Do najtragiczniejszego zdarzenia doszło w Radzyminie. Tam w sobotę po południu 27-letnia kobieta, Urszula M., przebiegała przez jezdnię w niedozwolonym miejscu. Kierowca samochodu marki Kia nie zauważył jej. Kobieta zginęła na miejscu. Była w siódmym miesiącu ciąży. Kierujący pojazdem był trzeźwy, policja ustala teraz, czy nie przekroczył dozwolonej prędkości.
Kolejny śmiertelny wypadek miał miejsce w sobotę rano w okolicach Błonia na trasie poznańskiej. Renault kangoo zjechał na przeciwny pas ruchu i zderzył się z daewoo lanosem, którym kierował Antoni G. Mężczyzna zginął na miejscu.

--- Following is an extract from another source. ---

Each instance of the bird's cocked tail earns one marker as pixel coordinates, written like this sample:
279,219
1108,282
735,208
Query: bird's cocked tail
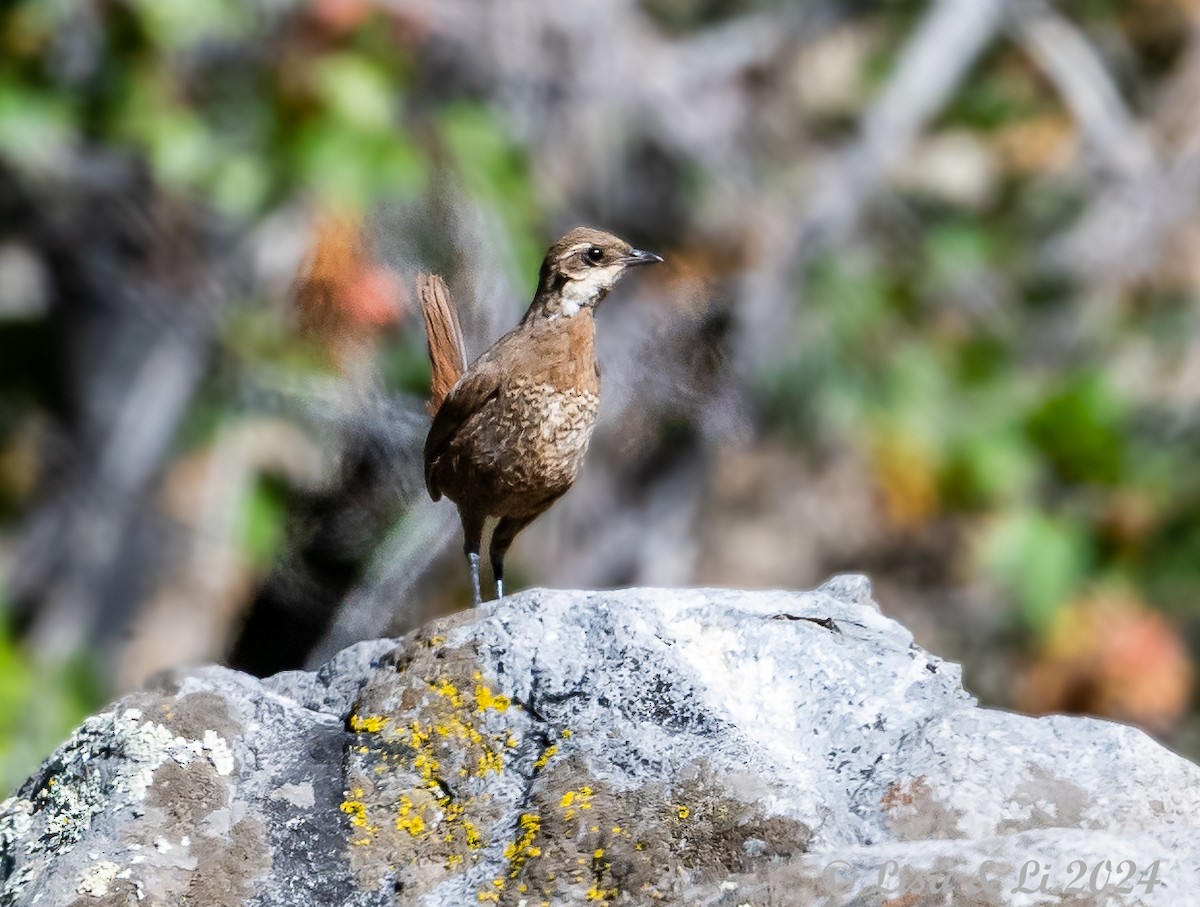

Natomiast w piątek pod Wołominem kierujący volkswagenem golfem pijany 24-letni Michał P. nie ustąpił pierwszeństwa tirowi. W wyniku zderzenia zginęła dwójka pasażerów golfa.

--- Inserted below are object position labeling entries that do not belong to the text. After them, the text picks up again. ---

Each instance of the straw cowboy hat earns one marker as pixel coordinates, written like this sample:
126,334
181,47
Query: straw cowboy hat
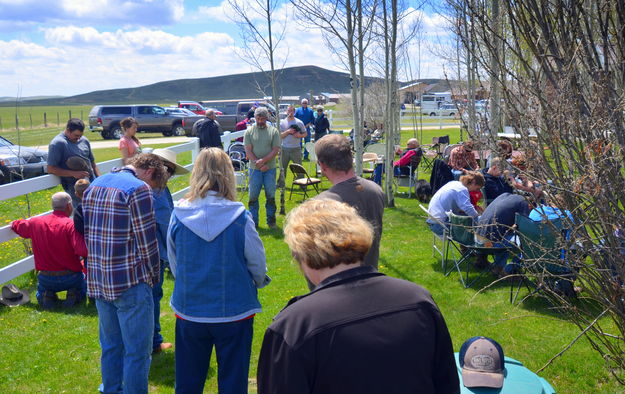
170,157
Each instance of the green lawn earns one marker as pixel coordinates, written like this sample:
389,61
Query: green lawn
59,352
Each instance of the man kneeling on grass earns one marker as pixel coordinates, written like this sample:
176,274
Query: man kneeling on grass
57,247
358,331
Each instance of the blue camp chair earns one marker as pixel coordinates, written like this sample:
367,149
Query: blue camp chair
517,380
543,264
463,248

Inny wypadek był spowodowany nadmierną prędkością. W sobotę w Piasecznie na ul. Kusocińskiego samochód zabił na pasach psa przewodnika niewidomego mężczyzny, któremu na szczęście nic się nie stało. Sprawca wypadku uciekł, ale z jego auta odpadła tablica rejestracyjna. Policjanci zapewniają, że szybko zostanie zatrzymany.